El ajuste es directo: nada de ácido fólico, todo metilfolato
Acá viene la parte que a mí, personalmente, me parece más interesante para contar. Porque el camino de salida es bastante más simple de lo que uno imagina. La cuestión pasa por reemplazar el ácido fólico por metilfolato, que también se lo conoce como 5-MTHF, que es la forma biodisponible, la que el cuerpo asimila directamente, sin necesidad de esa conversión que el gen mutado no puede hacer. Esto aplica tanto a los suplementos individuales como a las vitaminas prenatales, donde la versión metilada es la indicada para las mujeres en etapa gestacional que tienen esta variante. Es decir: no es que haya que dejar de tomar nada, es que hay que cambiar la forma en que se toma.
Y de yapa, la vitamina D3
Ya que estamos en tema de nutrientes que la mayoría tiene mal cubiertos, vale la pena detenerse en la vitamina D3, que tiene un impacto concreto sobre la salud a largo plazo. El rango clínico que se considera normal va de 30 a 100 nanogramos por decilitro, pero hay un detalle: 30 nanogramas es, en la práctica, una deficiencia. La evidencia disponible asocia el menor riesgo de ciertas enfermedades, incluyendo el cáncer de mama en mujeres, con niveles que se ubican entre 60 y 80 nanogramos por decilitro. La recomendación mínima, incluso para quienes toman sol con regularidad, es de 5.000 unidades internacionales por día. Y un dato que suele quedar afuera de la conversación: la D3 no conviene tomarla sola, porque es una molécula de transporte de calcio, y necesita de la vitamina K2 para que ese calcio termine en el hueso y no se deposite donde no debe.
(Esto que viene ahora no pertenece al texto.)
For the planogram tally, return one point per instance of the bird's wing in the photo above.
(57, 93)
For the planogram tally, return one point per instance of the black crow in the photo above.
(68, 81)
Salí de la consulta con la sensación de que había estado años mirando el techo sin darme cuenta de que el problema estaba abajo, en una pastilla. Mi colega, la que me insistió tanto, me contó que había visto cambios notables en gente cercana con síntomas que arrastraban sin diagnóstico claro. No es magia, es genética básica y un suplemento bien elegido. Si uno tiene la variante —y las chances son casi moneda tirada al aire—, el primer paso es pedir el estudio. El segundo, es dejar de comprar ácido fólico y empezar a buscar metilfolato. Tan simple como eso, aunque a esta redacción me haya costado varias tazas de café entenderlo bien para contárselo.